Alumni Note From Butch Kotch (BB ‘94) and Margot Moondrop (BB ‘96)

Plucking a duckButch here!  We are not married (to each other) but have a mixture of previous spouses and lovers who come and go.   We heat our one-room post and beam house with logs  made from rolled up newspapers procured at the transfer station that we ring with repurposed cans from ethically-sourced tuna (if you don’t think that’s an oxymoron).  When it gets really cold we sneak onto the back road of a wooded area in the nearby conservation easement and chop down trees for firewood.  Living off the grid requires constant ingenuity and careful scanning of what’s available on freecyle.com.  We have a solar shower with a collection tank on the roof, though it’s become infested with snakes this year.  In the winter it’s better not to wash anyway because the body’s natural protective oils help keep you warm.  When we want cheese and crackers we go to a book signing at the Moldy Leaf Book Store and live it up.

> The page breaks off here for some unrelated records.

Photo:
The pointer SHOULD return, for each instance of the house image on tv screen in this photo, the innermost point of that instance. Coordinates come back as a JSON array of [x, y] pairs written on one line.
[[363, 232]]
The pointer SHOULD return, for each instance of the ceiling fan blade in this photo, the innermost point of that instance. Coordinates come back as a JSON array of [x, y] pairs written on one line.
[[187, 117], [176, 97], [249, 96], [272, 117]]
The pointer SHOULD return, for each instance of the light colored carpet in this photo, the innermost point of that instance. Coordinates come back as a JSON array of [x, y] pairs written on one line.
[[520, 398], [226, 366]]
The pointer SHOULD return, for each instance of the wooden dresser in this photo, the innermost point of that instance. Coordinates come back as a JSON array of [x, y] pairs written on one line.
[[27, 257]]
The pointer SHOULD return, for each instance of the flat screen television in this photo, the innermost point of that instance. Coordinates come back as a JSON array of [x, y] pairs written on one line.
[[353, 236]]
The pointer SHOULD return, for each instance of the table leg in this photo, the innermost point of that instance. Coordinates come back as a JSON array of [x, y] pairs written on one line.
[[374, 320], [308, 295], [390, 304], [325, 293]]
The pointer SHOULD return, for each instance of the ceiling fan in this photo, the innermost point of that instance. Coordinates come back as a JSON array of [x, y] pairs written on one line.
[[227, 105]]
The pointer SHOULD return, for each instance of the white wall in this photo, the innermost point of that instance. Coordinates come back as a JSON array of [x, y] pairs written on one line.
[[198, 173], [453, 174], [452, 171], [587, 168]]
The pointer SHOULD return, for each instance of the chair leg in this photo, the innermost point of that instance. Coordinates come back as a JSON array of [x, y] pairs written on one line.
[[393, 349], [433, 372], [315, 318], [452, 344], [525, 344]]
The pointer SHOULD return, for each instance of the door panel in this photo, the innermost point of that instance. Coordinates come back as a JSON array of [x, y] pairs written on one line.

My get-rich-quick scheme for retirement is a Christmas Tree farm, but the trees seem to be infected with a strange fungus which the Tree Healer is not able to identify.  The Agricultural Extension Office won’t return my calls.  Figures you can’t expect anything from the government.   Our son Zeke has a behavior problem and undiagnosed Dyslexia.   For days at a time he will refuse to eat or drink anything but the kale kefir Margot  makes for him.   Each year  we scape together just enough paper money for half Zeke’s huge tuition at the nearby Purgatory Chasm Waldorf School and barter our services for the rest (re-thatching roofs, digging a trench for the new leach field, mucking out pigsties on the model farm, brewing kombucha for the faculty lounge).  It can be hard to keep up with the rich bourgeois capitalists who have driven up the tuition at Purgatory Chasm WS!  But we live in earth’s plenty.  There is always a pot of sauerkraut cooking on the woodstove and enough jars of it to get us through the winter.   Every year we pluck more feathers from the pet ducks that we raise for meat and Margot makes another duvet for our sleeping loft.  There’s more than enough room in the loft for any Burning Badger alums who happen to be in the area!  Please come and share a glass of sauerkraut juice with us.